Der SPD-Stadtverbandschef Alptekin Kirci bezeichnete die Vertreter des antifaschistischen Blocks als »politische Naseweise, die noch in die Windeln machen«. Was antworten Sie darauf?
Kirci war Teil des Bündnisses, also auch für gemeinsame Aktionen, trotz der bekanntermaßen unterschiedlichen Sichtweisen. Deshalb sind wir erstaunt über diese Diffamierung. Kircis Ausbrüche hatten letztlich den ungewollten Nebeneffekt, allen zu verdeutlichen, dass es eine linke Kritik an der Flüchtlingspolitik der Bundesregierung gibt. Da kann man dem SPD-Chef fast schon dankbar sein. Im übrigen kommt die Kritik nicht nur von Linksradikalen, sondern auch von den Jusos, der Grünen Jugend und den Jugendgruppen der Gewerkschaften ver. di und IG Metall.
Wie kann den Rechtspopulisten der AfD das Wasser abgegraben werden?

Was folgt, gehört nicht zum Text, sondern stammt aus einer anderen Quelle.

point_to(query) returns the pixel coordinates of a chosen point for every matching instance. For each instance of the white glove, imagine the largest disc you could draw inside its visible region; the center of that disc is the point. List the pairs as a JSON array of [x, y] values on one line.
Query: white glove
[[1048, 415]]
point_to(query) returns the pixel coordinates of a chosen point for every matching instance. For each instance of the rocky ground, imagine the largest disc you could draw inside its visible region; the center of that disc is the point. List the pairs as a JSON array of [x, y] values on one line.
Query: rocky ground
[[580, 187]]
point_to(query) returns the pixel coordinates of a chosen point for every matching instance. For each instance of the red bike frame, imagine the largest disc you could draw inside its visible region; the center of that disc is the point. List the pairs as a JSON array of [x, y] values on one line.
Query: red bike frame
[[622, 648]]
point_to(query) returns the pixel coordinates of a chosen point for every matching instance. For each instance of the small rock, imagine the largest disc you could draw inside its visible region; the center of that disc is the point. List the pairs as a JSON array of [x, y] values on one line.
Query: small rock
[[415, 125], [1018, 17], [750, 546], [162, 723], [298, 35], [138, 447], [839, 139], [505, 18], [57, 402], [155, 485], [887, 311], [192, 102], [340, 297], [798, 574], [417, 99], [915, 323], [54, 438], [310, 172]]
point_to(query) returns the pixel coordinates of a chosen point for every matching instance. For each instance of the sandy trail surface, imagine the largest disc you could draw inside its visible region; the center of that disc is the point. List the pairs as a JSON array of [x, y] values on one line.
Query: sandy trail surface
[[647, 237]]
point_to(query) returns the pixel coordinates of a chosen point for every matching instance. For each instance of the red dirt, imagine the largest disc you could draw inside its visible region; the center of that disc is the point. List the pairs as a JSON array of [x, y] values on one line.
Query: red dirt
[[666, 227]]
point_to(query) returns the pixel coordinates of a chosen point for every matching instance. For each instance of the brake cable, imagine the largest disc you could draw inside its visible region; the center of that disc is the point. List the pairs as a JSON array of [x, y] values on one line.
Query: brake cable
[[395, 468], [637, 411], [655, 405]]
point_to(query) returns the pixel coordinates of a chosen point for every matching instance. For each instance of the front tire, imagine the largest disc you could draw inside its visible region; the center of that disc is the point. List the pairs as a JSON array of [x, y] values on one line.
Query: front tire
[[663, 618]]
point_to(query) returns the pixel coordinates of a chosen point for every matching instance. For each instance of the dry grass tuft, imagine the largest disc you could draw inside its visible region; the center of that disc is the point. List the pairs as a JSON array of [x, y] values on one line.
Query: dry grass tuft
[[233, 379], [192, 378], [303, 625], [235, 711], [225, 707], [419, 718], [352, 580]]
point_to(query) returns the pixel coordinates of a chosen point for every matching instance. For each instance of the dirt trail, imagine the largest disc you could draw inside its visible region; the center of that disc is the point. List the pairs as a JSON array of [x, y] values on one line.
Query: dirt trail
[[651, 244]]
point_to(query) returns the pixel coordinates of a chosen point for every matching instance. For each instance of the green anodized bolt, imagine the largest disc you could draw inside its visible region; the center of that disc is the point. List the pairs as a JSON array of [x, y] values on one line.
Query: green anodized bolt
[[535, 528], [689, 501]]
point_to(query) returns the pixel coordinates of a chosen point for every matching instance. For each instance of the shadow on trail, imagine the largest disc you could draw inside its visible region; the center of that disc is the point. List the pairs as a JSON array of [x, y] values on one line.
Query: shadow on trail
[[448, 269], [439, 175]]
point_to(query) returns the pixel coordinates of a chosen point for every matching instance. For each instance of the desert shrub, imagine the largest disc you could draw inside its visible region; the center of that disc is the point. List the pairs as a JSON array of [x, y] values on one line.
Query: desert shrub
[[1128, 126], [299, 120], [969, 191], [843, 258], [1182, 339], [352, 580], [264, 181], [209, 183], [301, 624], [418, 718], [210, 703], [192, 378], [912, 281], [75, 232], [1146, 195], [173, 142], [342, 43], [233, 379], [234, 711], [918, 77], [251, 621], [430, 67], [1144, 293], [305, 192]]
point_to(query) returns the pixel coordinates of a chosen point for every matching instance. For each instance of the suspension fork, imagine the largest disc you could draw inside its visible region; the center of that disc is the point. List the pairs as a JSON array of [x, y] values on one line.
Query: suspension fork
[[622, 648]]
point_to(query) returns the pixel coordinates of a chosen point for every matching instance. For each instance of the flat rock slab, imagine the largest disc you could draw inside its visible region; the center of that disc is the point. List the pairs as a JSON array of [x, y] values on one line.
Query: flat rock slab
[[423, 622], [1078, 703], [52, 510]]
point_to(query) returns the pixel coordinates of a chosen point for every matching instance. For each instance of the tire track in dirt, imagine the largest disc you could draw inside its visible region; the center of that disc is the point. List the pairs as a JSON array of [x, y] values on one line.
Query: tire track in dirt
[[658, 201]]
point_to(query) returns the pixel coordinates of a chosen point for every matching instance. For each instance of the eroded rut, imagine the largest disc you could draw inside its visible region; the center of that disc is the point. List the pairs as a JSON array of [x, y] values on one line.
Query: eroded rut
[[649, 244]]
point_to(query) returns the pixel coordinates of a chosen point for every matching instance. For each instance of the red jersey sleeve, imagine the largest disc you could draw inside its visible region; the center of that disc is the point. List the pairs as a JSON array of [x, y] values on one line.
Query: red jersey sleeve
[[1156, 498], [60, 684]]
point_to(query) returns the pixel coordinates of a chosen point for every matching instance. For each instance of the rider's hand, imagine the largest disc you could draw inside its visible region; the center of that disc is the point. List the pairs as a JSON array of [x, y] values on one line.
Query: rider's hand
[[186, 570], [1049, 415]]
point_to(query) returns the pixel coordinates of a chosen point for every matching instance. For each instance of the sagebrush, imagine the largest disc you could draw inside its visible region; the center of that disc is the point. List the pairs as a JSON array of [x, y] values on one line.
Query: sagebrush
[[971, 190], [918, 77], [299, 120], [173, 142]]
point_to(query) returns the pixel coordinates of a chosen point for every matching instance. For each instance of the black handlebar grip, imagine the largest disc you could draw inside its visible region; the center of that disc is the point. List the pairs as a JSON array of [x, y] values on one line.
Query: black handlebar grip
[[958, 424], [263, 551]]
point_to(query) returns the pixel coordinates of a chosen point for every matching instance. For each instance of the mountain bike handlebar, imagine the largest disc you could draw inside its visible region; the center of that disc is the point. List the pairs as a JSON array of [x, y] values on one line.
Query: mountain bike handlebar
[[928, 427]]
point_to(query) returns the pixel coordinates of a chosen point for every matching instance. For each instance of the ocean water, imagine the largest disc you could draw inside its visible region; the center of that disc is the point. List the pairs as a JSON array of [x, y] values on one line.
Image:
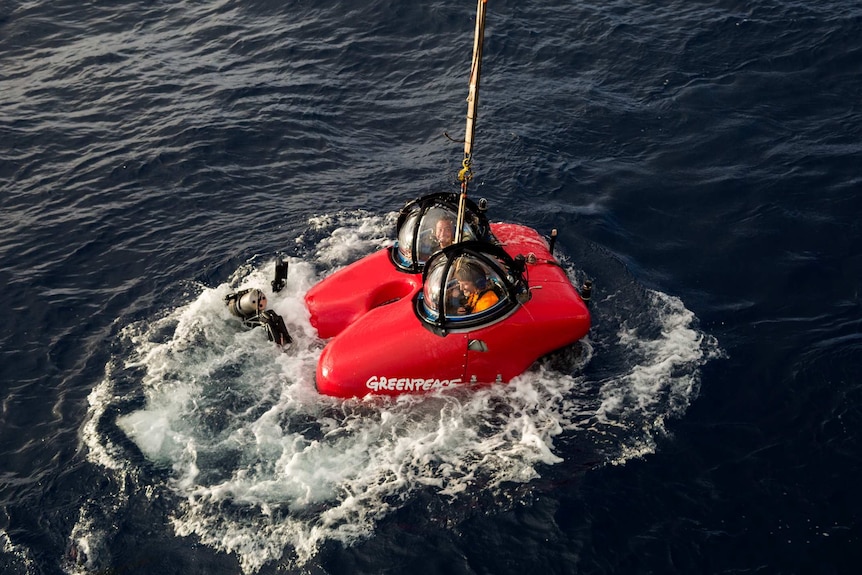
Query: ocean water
[[699, 159]]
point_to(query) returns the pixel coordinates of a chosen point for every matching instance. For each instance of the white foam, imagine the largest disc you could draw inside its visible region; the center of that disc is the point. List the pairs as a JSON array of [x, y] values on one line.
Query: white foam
[[264, 464]]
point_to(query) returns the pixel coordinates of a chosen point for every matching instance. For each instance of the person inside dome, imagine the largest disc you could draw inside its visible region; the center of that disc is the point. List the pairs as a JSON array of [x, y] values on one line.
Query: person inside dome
[[477, 293]]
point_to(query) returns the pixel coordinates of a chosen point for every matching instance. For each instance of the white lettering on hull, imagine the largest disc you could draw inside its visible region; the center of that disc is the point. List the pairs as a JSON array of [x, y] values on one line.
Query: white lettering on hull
[[412, 384]]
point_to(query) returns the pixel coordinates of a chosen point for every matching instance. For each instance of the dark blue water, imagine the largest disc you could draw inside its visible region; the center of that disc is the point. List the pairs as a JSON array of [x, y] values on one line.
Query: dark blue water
[[700, 159]]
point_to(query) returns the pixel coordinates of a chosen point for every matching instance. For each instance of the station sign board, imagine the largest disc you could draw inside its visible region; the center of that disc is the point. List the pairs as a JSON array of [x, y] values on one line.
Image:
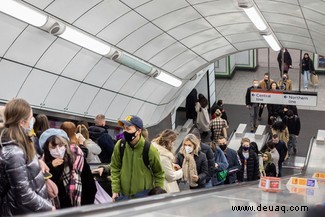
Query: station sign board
[[284, 97]]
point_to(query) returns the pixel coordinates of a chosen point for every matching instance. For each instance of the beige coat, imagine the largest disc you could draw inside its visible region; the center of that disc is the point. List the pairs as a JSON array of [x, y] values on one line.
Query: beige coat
[[166, 158]]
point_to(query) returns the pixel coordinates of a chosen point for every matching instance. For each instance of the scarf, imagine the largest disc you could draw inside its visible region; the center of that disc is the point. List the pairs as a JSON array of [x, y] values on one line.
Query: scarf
[[189, 169], [72, 177]]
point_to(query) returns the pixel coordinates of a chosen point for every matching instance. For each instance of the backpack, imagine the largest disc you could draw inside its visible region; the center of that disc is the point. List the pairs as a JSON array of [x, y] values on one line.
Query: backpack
[[145, 153]]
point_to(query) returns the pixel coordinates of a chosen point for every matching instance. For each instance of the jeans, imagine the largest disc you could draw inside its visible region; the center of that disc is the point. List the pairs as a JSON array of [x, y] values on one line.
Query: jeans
[[253, 115], [306, 78]]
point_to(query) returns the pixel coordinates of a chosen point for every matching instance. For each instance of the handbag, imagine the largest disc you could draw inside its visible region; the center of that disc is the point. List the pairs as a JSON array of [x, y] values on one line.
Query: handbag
[[183, 185], [101, 195], [314, 79]]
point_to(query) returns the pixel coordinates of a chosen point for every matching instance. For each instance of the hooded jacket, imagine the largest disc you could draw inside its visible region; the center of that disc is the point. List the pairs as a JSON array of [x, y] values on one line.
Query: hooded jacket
[[100, 136], [22, 189], [132, 176]]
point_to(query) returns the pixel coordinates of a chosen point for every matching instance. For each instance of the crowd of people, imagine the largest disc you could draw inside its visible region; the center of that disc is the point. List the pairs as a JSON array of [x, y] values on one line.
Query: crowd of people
[[44, 168]]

Ihr Nährboden sind die reaktionären Forderungen aus der Mitte der Gesellschaft, die schon lange da sind. Wichtig ist es, die Normalisierung dieses Vereins zu verhindern. Bisher wurden die Vorstellungen der AfD in den etablierten Parteien vertreten, durch Thilo Sarrazin in der SPD, die Nationalliberalen in der FDP und die Stahlhelm-Fraktion von CDU/CSU. Man muss die AfD tabuisieren und dafür sorgen, dass Petrys Partei nicht salon- und koalitionsfähig wird. Die Gefahr besteht, wenn sie sich vier bis acht Jahre in den Parlamenten hält.
Sind zur Bekämpfung der Rechten nicht auch antikapitalistische Alternativen auf sozialer Ebene nötig?
Es muss auch gelingen, in bezug auf die realen Ängste und Spaltungen in der Gesellschaft linke Antworten zu liefern, indem gleiche Rechte für alle gefordert werden und keine Privilegien für bestimmte Gruppen. Nicht nur Widerstand gegen die Kasernierung von Flüchtlingen, sondern auch Kampf um guten, bezahlbaren Wohnraum für alle. Die Gesundheitsversorgung und ganze Sektoren der Gesellschaft müssen dem Markt entzogen werden. Das ist noch nicht systemsprengend, weist aber zumindest mal in eine andere Richtung.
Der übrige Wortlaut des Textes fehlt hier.